For a low-cost, deterministic back-channel — no small-LLM call per evaluation, just a random pick from a fixed Spanish phrase bank — use decider_kind: "rule" with a populated allowed_phrases and a per-tick fire probability tuned for natural cadence. The TTS voice and language come from your normal audio.output and providerData.tts.language settings, so the phrases get spoken in the Spanish accent you’ve already configured.
ws.send(JSON.stringify({
  type: 'session.update',
  session: {
    audio: { output: { voice: 'Olivia', model: 'inworld-tts-2' } },
    providerData: {
      tts: { language: 'es-ES' },
      backchannel: {
        enabled: true,
        decider_kind: 'rule',
        rule_fire_probability: 0.3,
        allowed_phrases: ['ajá', 'claro', 'sí', 'mhm', 'entiendo', 'vale'],
        min_speech_ms: 800,
        min_gap_ms: 4000,
        max_per_turn: 3
      }
    }
  }
}));
What this does:
  • No LLM in the hot path. Every evaluation tick is a coin flip against rule_fire_probability; if it fires, the server picks a random phrase from allowed_phrases. Latency is effectively just TTS synthesis.

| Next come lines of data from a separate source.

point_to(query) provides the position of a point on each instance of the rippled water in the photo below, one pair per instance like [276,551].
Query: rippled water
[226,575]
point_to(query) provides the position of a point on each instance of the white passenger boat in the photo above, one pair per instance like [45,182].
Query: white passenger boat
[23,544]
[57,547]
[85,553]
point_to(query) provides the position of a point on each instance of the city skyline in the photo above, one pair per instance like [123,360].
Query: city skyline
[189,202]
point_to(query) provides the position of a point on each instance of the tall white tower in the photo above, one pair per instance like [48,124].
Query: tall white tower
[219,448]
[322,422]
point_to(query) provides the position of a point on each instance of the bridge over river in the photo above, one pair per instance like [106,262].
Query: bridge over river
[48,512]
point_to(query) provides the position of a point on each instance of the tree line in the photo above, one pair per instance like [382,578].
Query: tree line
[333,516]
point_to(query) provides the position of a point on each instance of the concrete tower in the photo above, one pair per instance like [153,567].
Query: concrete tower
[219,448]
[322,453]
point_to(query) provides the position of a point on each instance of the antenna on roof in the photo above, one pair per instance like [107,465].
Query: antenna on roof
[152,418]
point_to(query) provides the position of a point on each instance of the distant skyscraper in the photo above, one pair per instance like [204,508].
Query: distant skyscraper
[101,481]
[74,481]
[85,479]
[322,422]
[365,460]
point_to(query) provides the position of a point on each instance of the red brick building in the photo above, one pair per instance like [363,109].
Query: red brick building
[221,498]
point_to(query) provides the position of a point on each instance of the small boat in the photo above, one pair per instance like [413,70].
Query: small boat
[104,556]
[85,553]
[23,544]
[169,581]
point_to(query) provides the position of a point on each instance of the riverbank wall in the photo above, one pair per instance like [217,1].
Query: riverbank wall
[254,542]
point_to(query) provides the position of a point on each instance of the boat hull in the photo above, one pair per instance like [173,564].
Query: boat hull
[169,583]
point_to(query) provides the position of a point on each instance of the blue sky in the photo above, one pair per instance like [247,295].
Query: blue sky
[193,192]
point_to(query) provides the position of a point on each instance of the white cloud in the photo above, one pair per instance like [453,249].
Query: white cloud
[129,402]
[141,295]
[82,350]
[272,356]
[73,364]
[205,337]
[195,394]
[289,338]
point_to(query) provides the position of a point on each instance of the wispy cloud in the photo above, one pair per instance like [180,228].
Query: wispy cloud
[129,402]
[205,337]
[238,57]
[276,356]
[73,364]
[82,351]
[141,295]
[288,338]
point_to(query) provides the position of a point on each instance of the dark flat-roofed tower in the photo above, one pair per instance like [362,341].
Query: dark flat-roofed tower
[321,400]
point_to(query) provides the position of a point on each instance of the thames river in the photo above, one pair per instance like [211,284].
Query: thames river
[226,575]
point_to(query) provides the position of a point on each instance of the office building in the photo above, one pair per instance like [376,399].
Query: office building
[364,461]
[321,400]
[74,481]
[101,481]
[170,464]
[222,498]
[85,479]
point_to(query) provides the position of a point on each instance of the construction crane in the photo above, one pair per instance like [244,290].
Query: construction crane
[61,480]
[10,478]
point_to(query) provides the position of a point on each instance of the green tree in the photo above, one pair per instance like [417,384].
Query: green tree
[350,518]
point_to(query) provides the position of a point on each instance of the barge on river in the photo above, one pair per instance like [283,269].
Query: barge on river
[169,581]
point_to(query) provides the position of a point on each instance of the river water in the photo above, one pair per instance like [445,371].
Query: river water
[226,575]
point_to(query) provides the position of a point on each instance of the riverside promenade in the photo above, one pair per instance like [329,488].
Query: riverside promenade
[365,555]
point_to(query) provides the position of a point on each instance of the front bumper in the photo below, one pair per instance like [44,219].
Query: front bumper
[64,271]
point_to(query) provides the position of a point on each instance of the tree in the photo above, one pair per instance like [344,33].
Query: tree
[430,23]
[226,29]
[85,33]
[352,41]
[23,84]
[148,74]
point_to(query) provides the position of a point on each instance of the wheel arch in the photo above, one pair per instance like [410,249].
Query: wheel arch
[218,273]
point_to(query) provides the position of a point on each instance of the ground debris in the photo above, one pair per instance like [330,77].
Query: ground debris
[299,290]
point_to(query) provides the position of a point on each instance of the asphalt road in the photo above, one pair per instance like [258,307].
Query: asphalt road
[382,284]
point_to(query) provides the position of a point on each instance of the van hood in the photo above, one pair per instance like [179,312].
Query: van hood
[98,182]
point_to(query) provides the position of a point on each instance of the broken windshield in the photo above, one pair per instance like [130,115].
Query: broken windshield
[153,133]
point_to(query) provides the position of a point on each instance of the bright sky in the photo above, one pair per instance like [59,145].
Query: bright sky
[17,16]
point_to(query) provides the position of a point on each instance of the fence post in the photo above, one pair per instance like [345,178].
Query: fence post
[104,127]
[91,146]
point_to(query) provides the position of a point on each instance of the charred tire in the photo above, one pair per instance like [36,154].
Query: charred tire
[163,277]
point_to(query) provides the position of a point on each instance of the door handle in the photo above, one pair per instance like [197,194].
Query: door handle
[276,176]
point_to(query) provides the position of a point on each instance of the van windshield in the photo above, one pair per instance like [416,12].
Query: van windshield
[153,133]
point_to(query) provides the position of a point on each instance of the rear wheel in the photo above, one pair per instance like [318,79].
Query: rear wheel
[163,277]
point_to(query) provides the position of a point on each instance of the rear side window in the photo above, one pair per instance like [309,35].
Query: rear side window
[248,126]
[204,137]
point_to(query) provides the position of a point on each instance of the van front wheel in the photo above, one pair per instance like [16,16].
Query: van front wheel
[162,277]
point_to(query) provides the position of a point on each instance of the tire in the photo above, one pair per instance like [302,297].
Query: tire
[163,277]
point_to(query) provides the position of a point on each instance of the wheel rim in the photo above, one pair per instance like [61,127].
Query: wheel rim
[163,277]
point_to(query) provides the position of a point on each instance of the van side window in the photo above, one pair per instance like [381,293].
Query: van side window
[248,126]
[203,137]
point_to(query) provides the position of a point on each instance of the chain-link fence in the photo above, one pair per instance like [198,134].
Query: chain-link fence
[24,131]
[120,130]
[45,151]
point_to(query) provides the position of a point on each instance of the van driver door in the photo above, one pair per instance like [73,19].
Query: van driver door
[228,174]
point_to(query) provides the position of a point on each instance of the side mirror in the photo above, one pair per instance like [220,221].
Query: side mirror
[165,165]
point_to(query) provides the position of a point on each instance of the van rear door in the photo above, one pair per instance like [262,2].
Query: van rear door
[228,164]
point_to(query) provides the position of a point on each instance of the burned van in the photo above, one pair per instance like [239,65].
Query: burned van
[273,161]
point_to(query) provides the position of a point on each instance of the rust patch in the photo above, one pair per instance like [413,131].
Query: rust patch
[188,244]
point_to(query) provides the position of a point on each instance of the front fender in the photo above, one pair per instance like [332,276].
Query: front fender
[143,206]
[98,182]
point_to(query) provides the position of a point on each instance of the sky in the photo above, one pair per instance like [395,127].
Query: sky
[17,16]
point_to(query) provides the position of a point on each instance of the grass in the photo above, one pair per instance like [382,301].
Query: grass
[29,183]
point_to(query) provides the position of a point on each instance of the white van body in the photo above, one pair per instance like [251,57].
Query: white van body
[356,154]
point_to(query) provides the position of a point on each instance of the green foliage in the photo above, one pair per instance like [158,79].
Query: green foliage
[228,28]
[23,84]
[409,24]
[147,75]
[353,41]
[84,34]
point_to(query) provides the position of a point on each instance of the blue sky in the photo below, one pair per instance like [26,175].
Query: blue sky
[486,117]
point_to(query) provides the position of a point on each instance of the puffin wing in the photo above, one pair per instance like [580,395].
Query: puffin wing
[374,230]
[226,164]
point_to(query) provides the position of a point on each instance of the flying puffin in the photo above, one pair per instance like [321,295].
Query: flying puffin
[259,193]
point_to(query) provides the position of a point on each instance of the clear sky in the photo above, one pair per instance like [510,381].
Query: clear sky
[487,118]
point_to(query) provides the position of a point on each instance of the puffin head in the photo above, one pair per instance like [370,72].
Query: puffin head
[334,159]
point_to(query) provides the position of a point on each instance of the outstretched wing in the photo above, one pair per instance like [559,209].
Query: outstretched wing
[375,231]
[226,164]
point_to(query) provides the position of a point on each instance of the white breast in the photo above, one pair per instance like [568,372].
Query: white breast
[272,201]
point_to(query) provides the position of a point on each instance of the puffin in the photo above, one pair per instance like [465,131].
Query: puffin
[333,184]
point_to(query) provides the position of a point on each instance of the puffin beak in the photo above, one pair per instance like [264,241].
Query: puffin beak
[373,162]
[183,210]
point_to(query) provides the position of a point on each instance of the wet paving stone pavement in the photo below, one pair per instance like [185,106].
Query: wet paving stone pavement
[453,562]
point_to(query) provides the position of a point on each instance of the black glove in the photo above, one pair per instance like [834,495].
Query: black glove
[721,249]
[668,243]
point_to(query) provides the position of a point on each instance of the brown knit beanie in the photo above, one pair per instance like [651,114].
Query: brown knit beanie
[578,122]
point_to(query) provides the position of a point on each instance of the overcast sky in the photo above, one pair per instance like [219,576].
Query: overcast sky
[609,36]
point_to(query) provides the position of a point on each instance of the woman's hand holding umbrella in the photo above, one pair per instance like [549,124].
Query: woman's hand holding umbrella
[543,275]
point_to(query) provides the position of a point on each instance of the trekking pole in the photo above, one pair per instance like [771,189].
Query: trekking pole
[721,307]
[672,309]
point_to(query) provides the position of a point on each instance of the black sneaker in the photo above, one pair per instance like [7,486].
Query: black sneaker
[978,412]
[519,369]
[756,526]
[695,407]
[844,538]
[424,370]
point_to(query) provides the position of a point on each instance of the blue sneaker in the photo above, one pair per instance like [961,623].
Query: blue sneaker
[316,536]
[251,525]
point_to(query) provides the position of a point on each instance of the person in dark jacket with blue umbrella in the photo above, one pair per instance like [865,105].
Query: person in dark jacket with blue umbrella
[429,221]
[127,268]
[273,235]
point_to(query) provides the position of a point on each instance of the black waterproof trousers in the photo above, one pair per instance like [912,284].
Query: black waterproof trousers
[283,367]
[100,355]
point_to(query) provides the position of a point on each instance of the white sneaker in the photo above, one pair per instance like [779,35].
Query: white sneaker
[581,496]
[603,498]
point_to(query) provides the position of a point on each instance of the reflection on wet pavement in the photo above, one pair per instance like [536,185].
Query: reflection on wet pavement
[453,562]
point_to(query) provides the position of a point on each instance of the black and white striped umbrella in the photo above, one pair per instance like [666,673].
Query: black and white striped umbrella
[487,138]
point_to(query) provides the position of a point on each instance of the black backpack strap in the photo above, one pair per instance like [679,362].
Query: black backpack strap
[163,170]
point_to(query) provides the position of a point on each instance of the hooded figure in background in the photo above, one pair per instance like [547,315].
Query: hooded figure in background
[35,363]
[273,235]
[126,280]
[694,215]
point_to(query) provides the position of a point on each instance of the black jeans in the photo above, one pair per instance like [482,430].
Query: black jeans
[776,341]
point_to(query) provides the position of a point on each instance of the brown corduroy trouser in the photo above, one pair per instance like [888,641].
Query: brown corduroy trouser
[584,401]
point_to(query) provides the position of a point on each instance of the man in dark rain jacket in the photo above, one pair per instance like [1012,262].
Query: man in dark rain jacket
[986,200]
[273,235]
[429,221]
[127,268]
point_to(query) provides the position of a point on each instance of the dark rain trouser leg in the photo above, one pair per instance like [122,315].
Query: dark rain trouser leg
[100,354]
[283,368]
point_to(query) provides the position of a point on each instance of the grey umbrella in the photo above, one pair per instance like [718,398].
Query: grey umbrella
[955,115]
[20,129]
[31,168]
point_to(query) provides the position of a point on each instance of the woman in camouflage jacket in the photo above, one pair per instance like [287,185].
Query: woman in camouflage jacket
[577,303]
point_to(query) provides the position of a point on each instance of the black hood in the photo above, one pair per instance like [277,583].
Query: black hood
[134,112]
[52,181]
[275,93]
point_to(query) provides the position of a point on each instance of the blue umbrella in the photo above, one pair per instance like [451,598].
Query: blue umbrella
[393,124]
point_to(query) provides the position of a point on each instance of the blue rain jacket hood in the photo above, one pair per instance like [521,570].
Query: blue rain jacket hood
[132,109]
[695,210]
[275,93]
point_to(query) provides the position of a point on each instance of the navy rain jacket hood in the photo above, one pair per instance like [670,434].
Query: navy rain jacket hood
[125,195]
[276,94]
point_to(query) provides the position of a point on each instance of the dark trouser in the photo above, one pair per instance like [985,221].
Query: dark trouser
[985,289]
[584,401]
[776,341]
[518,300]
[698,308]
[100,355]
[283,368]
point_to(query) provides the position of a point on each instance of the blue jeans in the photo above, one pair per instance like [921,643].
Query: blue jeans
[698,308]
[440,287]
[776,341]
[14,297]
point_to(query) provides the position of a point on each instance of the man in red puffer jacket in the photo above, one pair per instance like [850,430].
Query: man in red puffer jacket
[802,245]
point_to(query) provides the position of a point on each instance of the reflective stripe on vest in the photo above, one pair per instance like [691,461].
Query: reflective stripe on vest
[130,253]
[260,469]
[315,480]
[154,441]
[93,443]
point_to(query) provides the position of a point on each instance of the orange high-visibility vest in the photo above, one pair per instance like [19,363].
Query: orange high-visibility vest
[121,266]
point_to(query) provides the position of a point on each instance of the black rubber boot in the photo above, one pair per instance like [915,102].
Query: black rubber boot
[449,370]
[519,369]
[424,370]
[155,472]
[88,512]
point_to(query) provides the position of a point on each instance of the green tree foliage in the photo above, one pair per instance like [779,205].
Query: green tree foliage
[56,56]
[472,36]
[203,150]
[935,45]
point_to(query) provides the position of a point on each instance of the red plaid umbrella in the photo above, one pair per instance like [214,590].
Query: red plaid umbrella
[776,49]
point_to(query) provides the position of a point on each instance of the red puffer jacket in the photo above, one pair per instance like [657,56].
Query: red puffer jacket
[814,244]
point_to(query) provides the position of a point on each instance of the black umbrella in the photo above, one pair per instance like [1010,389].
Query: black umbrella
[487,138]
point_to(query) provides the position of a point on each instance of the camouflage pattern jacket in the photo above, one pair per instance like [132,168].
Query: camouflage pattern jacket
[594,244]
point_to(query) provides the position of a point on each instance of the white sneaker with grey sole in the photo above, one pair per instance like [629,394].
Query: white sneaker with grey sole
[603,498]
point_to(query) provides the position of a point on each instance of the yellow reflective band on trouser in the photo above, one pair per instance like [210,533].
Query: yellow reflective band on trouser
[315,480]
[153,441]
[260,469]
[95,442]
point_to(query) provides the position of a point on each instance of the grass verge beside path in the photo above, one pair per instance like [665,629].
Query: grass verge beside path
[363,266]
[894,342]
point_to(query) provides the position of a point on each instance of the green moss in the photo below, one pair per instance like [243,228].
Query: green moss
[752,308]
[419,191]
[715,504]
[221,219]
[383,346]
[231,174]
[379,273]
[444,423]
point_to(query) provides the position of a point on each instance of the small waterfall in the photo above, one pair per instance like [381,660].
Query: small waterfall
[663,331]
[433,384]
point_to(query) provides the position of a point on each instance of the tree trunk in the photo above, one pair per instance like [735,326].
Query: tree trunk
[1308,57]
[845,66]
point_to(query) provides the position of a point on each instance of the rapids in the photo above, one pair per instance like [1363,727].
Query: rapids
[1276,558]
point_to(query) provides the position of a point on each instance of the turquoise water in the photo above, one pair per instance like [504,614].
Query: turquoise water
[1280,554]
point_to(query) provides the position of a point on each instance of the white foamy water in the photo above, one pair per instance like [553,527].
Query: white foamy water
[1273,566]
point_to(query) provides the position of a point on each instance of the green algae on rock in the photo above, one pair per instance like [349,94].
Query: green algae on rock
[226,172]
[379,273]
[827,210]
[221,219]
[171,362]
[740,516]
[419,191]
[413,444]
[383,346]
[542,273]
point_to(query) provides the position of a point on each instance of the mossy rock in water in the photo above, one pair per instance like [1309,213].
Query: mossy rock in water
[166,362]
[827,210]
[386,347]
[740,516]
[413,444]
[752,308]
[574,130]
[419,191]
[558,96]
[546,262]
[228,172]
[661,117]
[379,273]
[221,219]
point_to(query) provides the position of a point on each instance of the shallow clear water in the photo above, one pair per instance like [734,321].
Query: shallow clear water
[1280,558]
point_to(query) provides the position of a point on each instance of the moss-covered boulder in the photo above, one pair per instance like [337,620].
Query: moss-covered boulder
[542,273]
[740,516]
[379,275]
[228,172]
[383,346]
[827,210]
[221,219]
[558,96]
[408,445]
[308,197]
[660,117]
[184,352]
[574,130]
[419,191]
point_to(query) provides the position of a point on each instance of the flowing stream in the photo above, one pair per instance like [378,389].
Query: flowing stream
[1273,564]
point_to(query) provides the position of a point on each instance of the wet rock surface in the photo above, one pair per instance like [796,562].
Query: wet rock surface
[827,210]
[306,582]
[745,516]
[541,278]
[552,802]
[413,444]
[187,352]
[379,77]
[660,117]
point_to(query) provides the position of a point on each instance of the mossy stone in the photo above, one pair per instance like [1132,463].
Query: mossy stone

  • rule_fire_probability: 0.3 keeps the cadence natural — at the default 800 ms eval_interval_ms, that’s roughly one fire every ~2.7 ticks once the gating thresholds pass. Tune up for more eager back-channels, down for sparser.
  • allowed_phrases replaces the compiled-in English bank with Spanish utterances. With the LLM decider you’d instead append a language directive to prompt_template; with the rule decider, the phrase bank is the only thing controlling what gets said, so list them explicitly.
  • providerData.tts.language: 'es-ES' anchors the TTS accent. Without it, TTS-2 may infer a different accent from the audio or text context.

Tuning tips

  • Start with the server defaults (just { enabled: true }). Adjust min_speech_ms and min_gap_ms first if back-channels feel too eager or too sparse.
  • Pair with turn_detection.eagerness: 'low' so the main response model gives the user space to continue — back-channel fills the perceived silence.
  • If back-channels feel louder than the main assistant response, lower volume_gain (default 0.6); if they feel inaudible, raise it toward 1.0. Setting volume_gain: 0.0 mutes back-channels entirely without disabling synthesis — useful for A/B tests of the decider in isolation.
  • For multilingual sessions, append a language directive to prompt_template. The compiled-in default lists English example phrases; without a language hint the small model echoes them in English regardless of the conversation language.
  • For load tests, switch decider_kind to rule with rule_fire_probability: 0.3 to remove the LLM call from the hot path while still exercising the audio pipeline.